PEP 669: Low Impact Monitoring for CPython

nedbat · September 4, 2022, 7:29pm

This is a really interesting PEP. I apologize for taking so long to get to it. I have a number of comments/questions…

In the list of events, what is the logic for when they are named PY_* vs C_* vs no prefix? Why isn’t LINE called PY_LINE? Why isn’t PY_START called PY_CALL? I’m assuming there’s a reason, but it seems asymmetric at a first reading.
It took me a while to understand sys.monitoring.use_tool_id(id, name:str) -> None. Perhaps we can have fleshed out docstrings for these functions. IIUC, use_tool_id means I want to claim an id, and I am associating name with it. I’m not sure what use will be made of name though?
The pre-defined ids make some presumptions about the composability of tools. For example, it assumes that I can’t coverage-measure a coverage tool. It is difficult, and coverage.py uses some tricks to accomplish it, but it’s valuable. Since there’s no enforcement to the idea that only one tool of each kind can be running at once, I suppose everything is fine, but I wonder if this idea will appear in other places with real consequences?
I should know what this means, but I don’t:

You won’t be able to register a C function pointer, but you can implement the PEP 590 vectorcall interface on the callable, for performance close to that of a raw function pointer.

Coverage.py uses C-implemented trace functions now. Will that still be possible?
This sentence could use some clarification:

If a callback function returns DISABLE, then that function will no longer be called for that (code, instruction_offset) until sys.monitoring.restart_events() is called.

5a. LINE takes (code, line_number) rather than (code, instruction_offset); I assume DISABLE will apply to those arguments also.

5b. The BRANCH event is called with (code, instruction_offset, destination_offset). If I return DISABLE, does that disable all (code, instruciton_offset) events, or only those with the same three arguments (code, instruction_offset, destination_offset)? It won’t be useful to disable unless it’s the latter.
In the Coverage Tools section:

Coverage tools need to track which parts of the control graph have been executed. To do this, they need to register for the PY_ events, plus JUMP and BRANCH.

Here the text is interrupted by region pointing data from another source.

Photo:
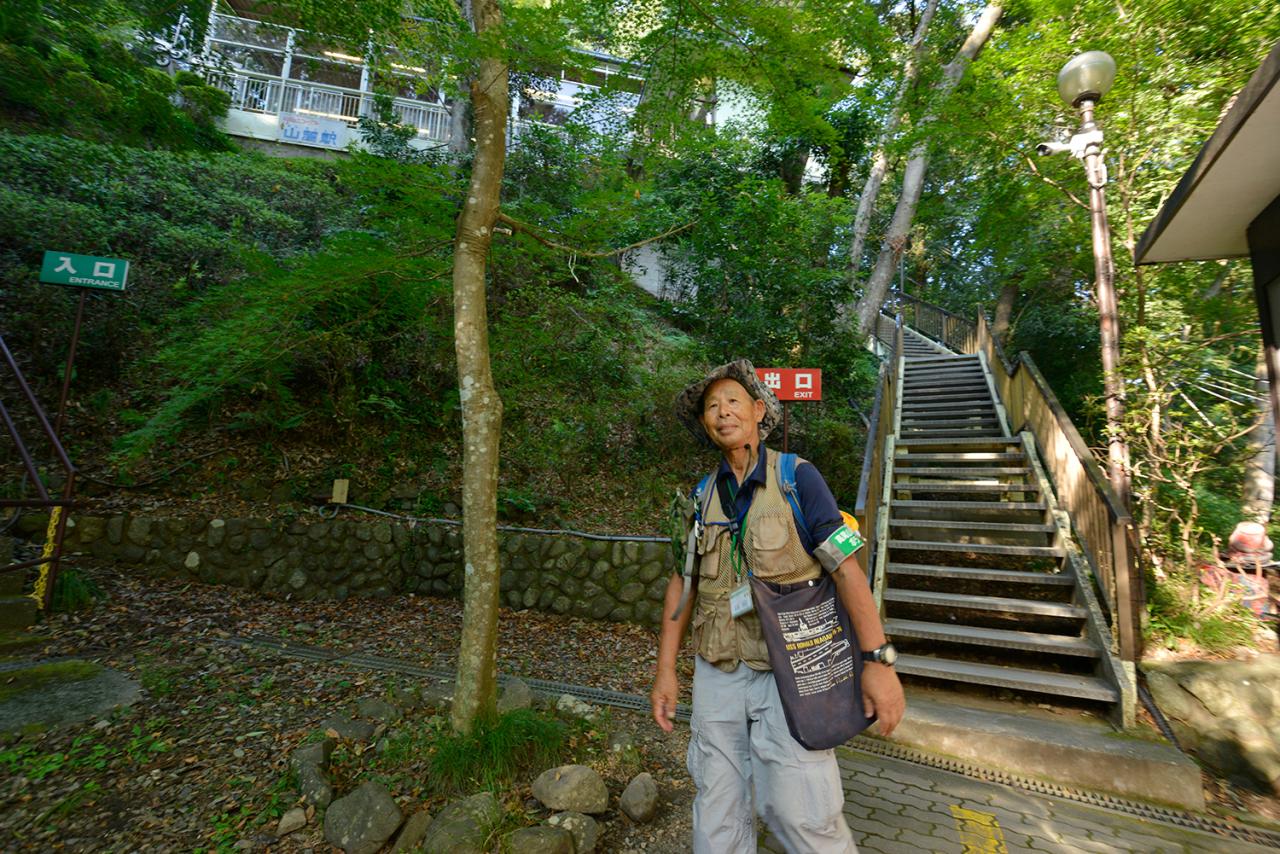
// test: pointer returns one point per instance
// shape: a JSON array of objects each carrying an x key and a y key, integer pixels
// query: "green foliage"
[
  {"x": 73, "y": 590},
  {"x": 496, "y": 752},
  {"x": 1178, "y": 607},
  {"x": 186, "y": 222},
  {"x": 86, "y": 69}
]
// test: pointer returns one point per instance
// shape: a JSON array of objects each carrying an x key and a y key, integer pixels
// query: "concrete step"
[
  {"x": 17, "y": 612},
  {"x": 965, "y": 403},
  {"x": 1000, "y": 638},
  {"x": 963, "y": 443},
  {"x": 1041, "y": 744},
  {"x": 942, "y": 360},
  {"x": 951, "y": 416},
  {"x": 928, "y": 471},
  {"x": 903, "y": 485},
  {"x": 970, "y": 505},
  {"x": 959, "y": 601},
  {"x": 979, "y": 548},
  {"x": 972, "y": 456},
  {"x": 1013, "y": 677},
  {"x": 979, "y": 574},
  {"x": 1013, "y": 528}
]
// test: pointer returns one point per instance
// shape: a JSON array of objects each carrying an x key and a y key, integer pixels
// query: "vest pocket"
[
  {"x": 708, "y": 552},
  {"x": 769, "y": 535}
]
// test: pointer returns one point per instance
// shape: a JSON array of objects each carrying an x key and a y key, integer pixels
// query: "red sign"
[{"x": 792, "y": 383}]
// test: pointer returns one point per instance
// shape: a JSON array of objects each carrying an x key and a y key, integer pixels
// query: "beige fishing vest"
[{"x": 773, "y": 553}]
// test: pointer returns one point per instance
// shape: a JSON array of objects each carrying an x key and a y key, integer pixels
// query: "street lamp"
[{"x": 1082, "y": 83}]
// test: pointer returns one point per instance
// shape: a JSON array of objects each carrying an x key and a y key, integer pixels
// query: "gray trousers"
[{"x": 740, "y": 747}]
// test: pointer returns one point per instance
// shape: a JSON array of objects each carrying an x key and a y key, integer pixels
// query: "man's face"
[{"x": 731, "y": 416}]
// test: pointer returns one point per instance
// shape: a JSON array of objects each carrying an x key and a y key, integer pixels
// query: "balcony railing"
[{"x": 273, "y": 95}]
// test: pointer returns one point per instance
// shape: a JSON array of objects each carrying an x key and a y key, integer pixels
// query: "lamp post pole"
[{"x": 1104, "y": 286}]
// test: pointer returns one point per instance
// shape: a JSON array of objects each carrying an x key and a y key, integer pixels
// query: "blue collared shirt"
[{"x": 821, "y": 514}]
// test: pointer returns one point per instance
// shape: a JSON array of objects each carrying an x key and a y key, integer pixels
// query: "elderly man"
[{"x": 739, "y": 733}]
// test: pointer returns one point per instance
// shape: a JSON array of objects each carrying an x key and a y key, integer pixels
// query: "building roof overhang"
[{"x": 1235, "y": 176}]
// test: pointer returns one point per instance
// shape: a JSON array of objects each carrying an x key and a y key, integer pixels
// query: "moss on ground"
[{"x": 27, "y": 679}]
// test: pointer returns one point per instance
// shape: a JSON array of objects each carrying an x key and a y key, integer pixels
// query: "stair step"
[
  {"x": 958, "y": 403},
  {"x": 944, "y": 360},
  {"x": 961, "y": 456},
  {"x": 978, "y": 548},
  {"x": 987, "y": 421},
  {"x": 970, "y": 505},
  {"x": 974, "y": 526},
  {"x": 987, "y": 603},
  {"x": 981, "y": 574},
  {"x": 996, "y": 442},
  {"x": 963, "y": 487},
  {"x": 1014, "y": 677},
  {"x": 964, "y": 473},
  {"x": 1001, "y": 638}
]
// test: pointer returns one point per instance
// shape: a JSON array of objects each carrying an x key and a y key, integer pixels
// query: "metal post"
[
  {"x": 71, "y": 364},
  {"x": 1096, "y": 170}
]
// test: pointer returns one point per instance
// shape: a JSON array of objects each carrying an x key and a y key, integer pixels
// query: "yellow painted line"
[{"x": 979, "y": 832}]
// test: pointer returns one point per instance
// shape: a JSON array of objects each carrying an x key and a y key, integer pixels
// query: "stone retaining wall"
[{"x": 351, "y": 557}]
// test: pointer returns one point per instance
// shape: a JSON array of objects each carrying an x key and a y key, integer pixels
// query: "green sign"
[{"x": 85, "y": 270}]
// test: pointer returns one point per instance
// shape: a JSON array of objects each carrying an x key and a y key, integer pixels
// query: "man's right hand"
[{"x": 662, "y": 698}]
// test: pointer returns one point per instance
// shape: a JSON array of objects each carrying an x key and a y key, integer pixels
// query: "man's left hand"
[{"x": 882, "y": 695}]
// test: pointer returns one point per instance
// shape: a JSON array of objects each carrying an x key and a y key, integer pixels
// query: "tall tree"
[
  {"x": 880, "y": 159},
  {"x": 917, "y": 164}
]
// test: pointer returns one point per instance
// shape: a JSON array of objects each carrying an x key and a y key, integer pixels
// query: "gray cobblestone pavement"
[{"x": 896, "y": 807}]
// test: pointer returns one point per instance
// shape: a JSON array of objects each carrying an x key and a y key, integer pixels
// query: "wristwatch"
[{"x": 883, "y": 654}]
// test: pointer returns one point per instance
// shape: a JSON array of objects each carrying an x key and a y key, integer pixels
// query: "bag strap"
[
  {"x": 787, "y": 478},
  {"x": 702, "y": 501}
]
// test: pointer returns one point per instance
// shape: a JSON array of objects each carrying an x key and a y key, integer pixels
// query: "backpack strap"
[
  {"x": 702, "y": 501},
  {"x": 787, "y": 479}
]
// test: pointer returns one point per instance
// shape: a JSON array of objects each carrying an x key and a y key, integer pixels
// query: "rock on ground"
[
  {"x": 462, "y": 827},
  {"x": 378, "y": 709},
  {"x": 362, "y": 821},
  {"x": 572, "y": 788},
  {"x": 291, "y": 821},
  {"x": 574, "y": 707},
  {"x": 347, "y": 729},
  {"x": 542, "y": 840},
  {"x": 411, "y": 835},
  {"x": 315, "y": 753},
  {"x": 583, "y": 827},
  {"x": 515, "y": 695},
  {"x": 640, "y": 798},
  {"x": 1225, "y": 713},
  {"x": 314, "y": 786}
]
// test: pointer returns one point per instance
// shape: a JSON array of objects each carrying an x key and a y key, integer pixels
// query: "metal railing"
[
  {"x": 1104, "y": 526},
  {"x": 273, "y": 95},
  {"x": 878, "y": 457},
  {"x": 54, "y": 540}
]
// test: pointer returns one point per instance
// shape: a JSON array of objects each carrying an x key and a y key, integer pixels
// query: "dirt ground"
[{"x": 200, "y": 762}]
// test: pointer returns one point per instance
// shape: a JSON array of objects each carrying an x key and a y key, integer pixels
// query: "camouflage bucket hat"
[{"x": 689, "y": 403}]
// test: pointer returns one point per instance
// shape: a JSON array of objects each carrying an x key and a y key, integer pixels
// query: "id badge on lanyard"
[{"x": 740, "y": 601}]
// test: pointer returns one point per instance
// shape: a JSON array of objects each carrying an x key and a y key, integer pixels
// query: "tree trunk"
[
  {"x": 1004, "y": 311},
  {"x": 481, "y": 407},
  {"x": 913, "y": 178},
  {"x": 1260, "y": 469},
  {"x": 880, "y": 160}
]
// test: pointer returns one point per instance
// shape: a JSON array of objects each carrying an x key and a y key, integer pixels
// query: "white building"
[{"x": 296, "y": 92}]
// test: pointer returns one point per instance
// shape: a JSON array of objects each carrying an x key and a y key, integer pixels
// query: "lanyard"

I don’t understand why I would need the JUMP event? Maybe I’m not understanding the full implications of the events. Coverage.py watches line numbers being executed, and today tracks branches by remembering the previous line when a line is executed, and tracking the (previous, current) pairs of line numbers.

Perhaps JUMP and BRANCH make sense for instruction-offset-based tracing rather than line-based tracing? I’m happy to talk more about the way coverage.py currently works, and how it might work in the future.